Thank you for posting this. It is beautiful.


----------



## Miss Happy (Dec 22, 2007)

Thank you - the poem is sooo good.


----------



## Jackson'sMom (Oct 13, 2007)

Very beautiful, and so true.


----------



## BeauShel (May 20, 2007)

Beautiful poem.


----------



## moverking (Feb 26, 2007)

That was touching, thanks for sharing it and your dog family history

Your signature pic and design is delightful! How'd you do that!


----------



## mikejr (Nov 2, 2008)

moverking said:


> That was touching, thanks for sharing it and your dog family history
> 
> Your signature pic and design is delightful! How'd you do that!
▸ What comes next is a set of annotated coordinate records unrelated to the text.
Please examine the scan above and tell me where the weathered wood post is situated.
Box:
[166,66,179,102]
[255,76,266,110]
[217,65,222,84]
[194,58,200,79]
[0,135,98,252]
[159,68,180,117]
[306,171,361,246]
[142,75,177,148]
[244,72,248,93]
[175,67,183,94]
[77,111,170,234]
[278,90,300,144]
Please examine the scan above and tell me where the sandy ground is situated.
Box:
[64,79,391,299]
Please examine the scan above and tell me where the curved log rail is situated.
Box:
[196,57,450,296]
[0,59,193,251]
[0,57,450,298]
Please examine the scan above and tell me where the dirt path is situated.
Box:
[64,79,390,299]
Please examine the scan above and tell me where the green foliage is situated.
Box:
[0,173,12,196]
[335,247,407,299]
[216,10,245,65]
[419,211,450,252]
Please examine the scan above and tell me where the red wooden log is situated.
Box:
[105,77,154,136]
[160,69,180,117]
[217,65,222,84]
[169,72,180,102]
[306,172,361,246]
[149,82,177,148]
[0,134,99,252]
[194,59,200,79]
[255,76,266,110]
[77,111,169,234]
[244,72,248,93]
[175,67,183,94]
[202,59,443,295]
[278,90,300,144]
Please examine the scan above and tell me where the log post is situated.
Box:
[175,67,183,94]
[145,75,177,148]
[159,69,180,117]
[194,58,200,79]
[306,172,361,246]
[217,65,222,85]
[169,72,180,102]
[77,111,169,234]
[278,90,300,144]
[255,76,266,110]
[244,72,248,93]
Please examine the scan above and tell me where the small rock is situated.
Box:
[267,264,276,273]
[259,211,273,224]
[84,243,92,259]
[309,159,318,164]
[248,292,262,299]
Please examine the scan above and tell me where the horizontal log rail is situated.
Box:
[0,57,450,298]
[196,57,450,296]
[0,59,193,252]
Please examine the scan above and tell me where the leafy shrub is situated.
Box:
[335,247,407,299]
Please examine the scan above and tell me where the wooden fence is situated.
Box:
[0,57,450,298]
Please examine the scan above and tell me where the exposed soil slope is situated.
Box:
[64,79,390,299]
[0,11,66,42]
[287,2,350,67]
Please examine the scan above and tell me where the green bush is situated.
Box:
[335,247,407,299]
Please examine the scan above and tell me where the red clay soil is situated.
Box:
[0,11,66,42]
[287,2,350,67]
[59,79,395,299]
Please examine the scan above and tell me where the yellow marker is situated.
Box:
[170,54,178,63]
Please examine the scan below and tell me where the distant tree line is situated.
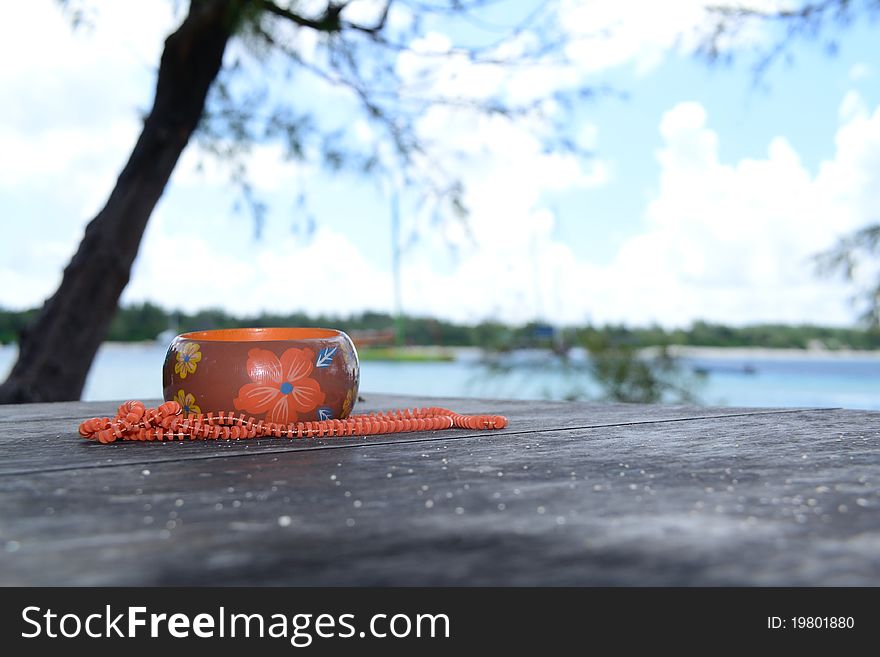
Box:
[0,303,880,351]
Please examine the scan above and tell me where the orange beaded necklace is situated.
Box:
[79,401,507,443]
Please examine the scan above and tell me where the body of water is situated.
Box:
[0,343,880,410]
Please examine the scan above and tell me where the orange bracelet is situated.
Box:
[79,401,507,443]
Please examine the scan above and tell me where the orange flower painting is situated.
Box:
[232,349,324,424]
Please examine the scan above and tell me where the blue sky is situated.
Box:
[0,0,880,326]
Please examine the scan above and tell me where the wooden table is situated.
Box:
[0,395,880,585]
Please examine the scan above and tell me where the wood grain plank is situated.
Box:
[0,404,880,586]
[0,395,820,476]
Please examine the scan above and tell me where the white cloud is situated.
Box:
[848,62,874,82]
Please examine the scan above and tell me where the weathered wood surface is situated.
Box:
[0,395,880,585]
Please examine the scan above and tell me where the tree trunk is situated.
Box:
[0,0,245,403]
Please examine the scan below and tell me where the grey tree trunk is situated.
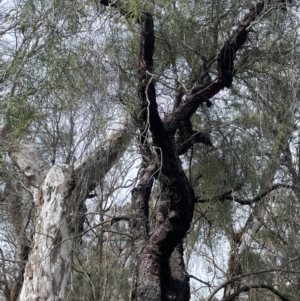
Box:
[1,118,131,301]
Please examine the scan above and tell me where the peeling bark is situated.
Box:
[1,114,132,301]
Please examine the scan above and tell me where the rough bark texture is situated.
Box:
[1,118,132,301]
[20,165,78,301]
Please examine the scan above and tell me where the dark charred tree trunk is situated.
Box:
[100,0,292,301]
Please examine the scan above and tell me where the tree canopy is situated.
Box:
[0,0,300,301]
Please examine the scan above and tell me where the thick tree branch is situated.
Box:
[166,1,276,132]
[222,283,290,301]
[196,184,294,205]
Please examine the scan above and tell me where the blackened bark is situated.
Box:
[166,1,268,132]
[131,9,195,301]
[164,243,191,301]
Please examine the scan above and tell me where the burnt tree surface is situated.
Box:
[100,1,290,301]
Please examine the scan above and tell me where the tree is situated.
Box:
[1,0,298,301]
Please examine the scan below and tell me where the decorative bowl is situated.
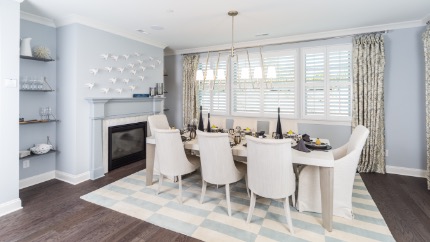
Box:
[30,144,52,155]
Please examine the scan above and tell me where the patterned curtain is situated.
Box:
[352,34,385,173]
[423,22,430,190]
[182,55,199,125]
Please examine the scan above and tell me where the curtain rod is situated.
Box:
[182,30,388,55]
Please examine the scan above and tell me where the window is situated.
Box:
[231,50,297,118]
[196,54,228,115]
[302,45,352,120]
[196,44,352,121]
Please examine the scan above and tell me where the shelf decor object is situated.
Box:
[30,144,52,155]
[19,55,54,62]
[33,46,52,59]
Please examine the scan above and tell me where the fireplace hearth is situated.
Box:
[108,122,146,171]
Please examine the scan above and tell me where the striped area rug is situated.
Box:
[81,170,395,241]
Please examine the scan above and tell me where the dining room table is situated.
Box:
[146,136,334,232]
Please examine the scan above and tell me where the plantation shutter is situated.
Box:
[327,46,352,119]
[303,48,326,118]
[302,45,352,120]
[232,52,261,115]
[262,50,297,117]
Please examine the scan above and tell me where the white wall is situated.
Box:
[57,24,164,178]
[0,0,21,216]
Thanks , I wanted to make a sort of 'weighted thought block' of the things he seems to think about.

I used Fireworks and Photoshop.


----------



## Romeo1 (Apr 19, 2008)

Beautiful. Thanks for sharing it!


----------



## goldnluv (Jul 6, 2009)

THANK YOU! This used to hang in my previous vet's office and I cried every time I read it. When my sweet golden boy Butch passed in May, I looked everywhere for this poem, even contacted someone from the vet's office (which had since been torn down for a new office space) but they couldn't locate the old poem that had hung in the office. I am so grateful for your post and cried like a baby reading it as I thought of my sweet Butch and my life ahead with our new puppy Chance.


----------



## GoldenJoyx'stwo (Feb 25, 2007)

Both the poem and your sig are beautiful!


----------



## goldencontriever3 (Nov 7, 2008)

What a beautiful poem. Thank you for sharing.


----------